There is an NTP Server just a time server that uses the protocol NTP. NTP is undoubtedly the most widely used although other time protocols do exist. The terms ‘NTP server’, ‘time server’ and ‘network time server’ are interchangeable and frequently the terms ‘radio clock’ or ‘GPS time server’ are utilized but these merely describe the procedure that the time servers are given a time reference.
Atomic clocks work with the principle that the single atom (in most cases the caesium -133) will resonate at an exact speed at certain energy levels. The correctness of atomic clocks is indeed adept that UTC was created to permit international Atomic Time (TAI) and Greenwich Meantime (GMT) to be blended, allowing for the slowing of the Earth’s rotation by the addition of leap seconds and thus keeping the Sun at the Earth’s meridian at noon. Failure to account for this particular slowing would lead to the eventual drift (albeit in many millennia).
The protocol was developed to provide exact synchronization of time between NTP Server and clients. Internet established NTP servers synchronize their time to exact external reference clocks, for example GPS, national radio time standards or precise atomic clocks. Accurate time is passed from the NTP server to network clients.
A time signal will be received by a committed NTP server . The web is possibly the most usual sources of UTC time (Coordinated Universal Time), yet, as a timing source can be a cause for several time server difficulties utilizing the net. Firstly Internet time sources can’t be authenticated; authentication ensures that a timing reference is coming from where it says it is and is the in built security measure of NTP.

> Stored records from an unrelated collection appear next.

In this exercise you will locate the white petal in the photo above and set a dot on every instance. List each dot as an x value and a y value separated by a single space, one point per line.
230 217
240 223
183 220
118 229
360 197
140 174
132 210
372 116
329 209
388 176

On the same note to use an Internet timing source would mean that a gap would need to be created in the network firewall, this can clearly cause its own security issues. Internet time sources can also be notoriously incorrect. A survey by MIT (Massachusetts Institute of Technology) found less than a quarter of Internet time sources were any where near exact and often those that were, were too far to provide a reliable timing source.